In rough numbers, if you took the July 2007 #2B sale as indicating that #2A should have been worth about $2.2mm then, and then push that notional July 2007 value to The Peak about 9 months later, you can ballpark the peak #2A value at about $2.4mm, accounting for the view premium of #9A as about 15%, or $350,000. That actually makes sense to me.

Granted, it takes making a few assumptions, and the key one being that the February 2007 sale of #2A at $1.87mm did not accurately reflect The Market. But if you don’t make some assumptions, the Hard Cold Facts are that the #9A views and 18 months of ‘froth’ account for #9A being worth $880,000 more in July 2008 than #2A was worth in February 2007, a premium of 47%. I don’t buy that (so to speak).

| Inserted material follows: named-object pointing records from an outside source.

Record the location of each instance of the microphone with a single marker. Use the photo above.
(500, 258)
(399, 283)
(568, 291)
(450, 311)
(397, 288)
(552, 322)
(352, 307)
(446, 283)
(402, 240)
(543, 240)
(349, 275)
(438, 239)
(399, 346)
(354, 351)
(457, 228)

I believe that all of these data points in this building can be rolled into an approach to the transaction history for this building that is coherent and inclusive from 2007 to now if we can ignore (or adjust) that #2A sale in February 2007:

Mar 11, 2010 #2A $2.25mm $1,250/ft    
June 25, 2009 #4B $1.71mm $933/ft    
July 29, 2008 #9A $2.75mm $1,552/ft    
July 13, 2007 #2B $2.2mm $1,211/ft    
           
Feb 14, 2007 #2A     $1.87mm $1,039/ft

More or less, the recent #2A sale was a ‘strong’ sale based on the layout and light and (compared to #4B in June 2009) is an example of a recent sale above the Frightened Market phase of early 2009; more or less, the recent sale of #2A compares to the #2B 2007 sale, putting this (almost) paired resale into the more-or-less-flat bunch in the collection of 2007 recent resales in that March 5 post; more or less, #9A traded in the active part of 2008 at about a 15% premium because of the view.

None of this more-ing or less-ing works if you have to squeeze the February 2007 sale of #2A into the story. I choose to consider it an outlier.